Stele [griech.] Pfeiler, Säule als Grab- oder Gedenkstein
Die Stelen sind der Anfang einer Sammlung kleiner literarischer Gedenksteine in Form eines Gedichtes jüngst verstorbener Dichter, überwiegend fremdsprachiger, aber auch deutschsprachiger. Ausgangspunkt sind unter anderem aktuelle Todesmeldungen in den poetry news. Idee und Konzept: Hans Thill.
(London 1949 – ebenda 2023)
Cargo
gestampfter Boden ein Spiegel
gerade in einer Drehung dann zu schlierigen Untiefen
Du kannst dort auf einen Anker stoßen drei Fuß lang
oder Pfeilspitzen, Schlüssel dampfend
von perlenhaft aufgefädelten Säften abgeschickt als Klumpen als Schwall
hier lauert ein Dämon oder eine Ratte vielleicht
huscht ein gemauertes Fass hinab weit weg vom Zwillingskopf
im luftigen Hochland auf der Wiese
aus ihm soll trinken ein Vogel oder ein Pferd
doch die Jahre nebeln sich ein ein Bach wird zum Graben
erstickender Gulli so abgegriffen die Geschichte ist
noch immer klebt Battle Bridge den Brill an Black Mary's Hole
weshalb der Holzweg nur auf Kurs bleibt wo keiner rudert
Aus: Collected Sonnets, Shearsman Books, Bristol 2019. Übersetzung von Hans Thill.

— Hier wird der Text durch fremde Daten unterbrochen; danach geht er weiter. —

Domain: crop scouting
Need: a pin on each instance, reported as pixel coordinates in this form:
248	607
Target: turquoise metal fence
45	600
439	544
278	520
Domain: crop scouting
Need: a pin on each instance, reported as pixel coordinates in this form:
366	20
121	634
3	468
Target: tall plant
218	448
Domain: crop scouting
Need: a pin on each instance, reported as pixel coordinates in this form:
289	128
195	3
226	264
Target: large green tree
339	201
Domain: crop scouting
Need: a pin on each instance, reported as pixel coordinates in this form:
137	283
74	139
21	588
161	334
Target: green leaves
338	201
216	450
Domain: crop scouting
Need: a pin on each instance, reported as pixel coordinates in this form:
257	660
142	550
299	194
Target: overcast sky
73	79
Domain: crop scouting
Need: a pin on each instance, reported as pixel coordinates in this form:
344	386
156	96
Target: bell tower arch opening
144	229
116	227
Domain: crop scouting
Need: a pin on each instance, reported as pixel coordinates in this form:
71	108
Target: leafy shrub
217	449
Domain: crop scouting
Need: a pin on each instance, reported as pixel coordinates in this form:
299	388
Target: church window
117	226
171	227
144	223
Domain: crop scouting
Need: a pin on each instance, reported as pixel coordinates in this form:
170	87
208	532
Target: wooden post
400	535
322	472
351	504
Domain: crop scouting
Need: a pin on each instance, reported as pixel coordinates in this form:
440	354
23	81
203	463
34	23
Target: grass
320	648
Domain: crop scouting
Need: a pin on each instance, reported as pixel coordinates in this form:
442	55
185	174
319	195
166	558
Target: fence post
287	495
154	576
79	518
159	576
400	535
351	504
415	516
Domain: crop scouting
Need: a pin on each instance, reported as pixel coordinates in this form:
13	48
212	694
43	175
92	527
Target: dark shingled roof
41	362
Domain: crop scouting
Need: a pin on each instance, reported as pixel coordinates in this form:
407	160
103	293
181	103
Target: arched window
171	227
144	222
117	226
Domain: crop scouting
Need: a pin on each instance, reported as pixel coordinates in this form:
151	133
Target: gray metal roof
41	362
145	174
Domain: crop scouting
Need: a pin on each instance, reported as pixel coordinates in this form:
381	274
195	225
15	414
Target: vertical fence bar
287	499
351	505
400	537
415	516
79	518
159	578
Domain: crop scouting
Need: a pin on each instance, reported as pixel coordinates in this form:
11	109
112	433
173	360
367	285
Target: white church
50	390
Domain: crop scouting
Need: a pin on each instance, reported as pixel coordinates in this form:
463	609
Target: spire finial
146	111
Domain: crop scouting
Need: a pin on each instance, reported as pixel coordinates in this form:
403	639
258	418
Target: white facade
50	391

»Selerie ist ein Dichter der Ortes, er beschreibt urbane und ländliche Umgebungen gekonnt und mit Genauigkeit ... er ist ein Dichter der Geselligkeit, Schöpfer zartester Lyrik ... und er ist ein rastlos experimenteller Autor, immer bemüht, den Rahmen dessen zu sprengen, was ein Gedicht leisten kann.«
Ian McMillan
Gavin Selerie wurde 1949 in Hampstead, London, geboren. Seit den frühen 1980er Jahren veröffentlichte er Gedichtbände und Essays sowie Rezensionen zur Lyrik. Zu seinen bekanntesten Bänden gehören Azimuth (1984), Roxy (1996) und Hariot Double (2016). Häufig arbeitete er mit Musikern und Performern zusammen. Er lehrte am Extra-Mural Department, University of London, und an der Birkbecks University. Gavin Selerie starb im Juli 2023 in London.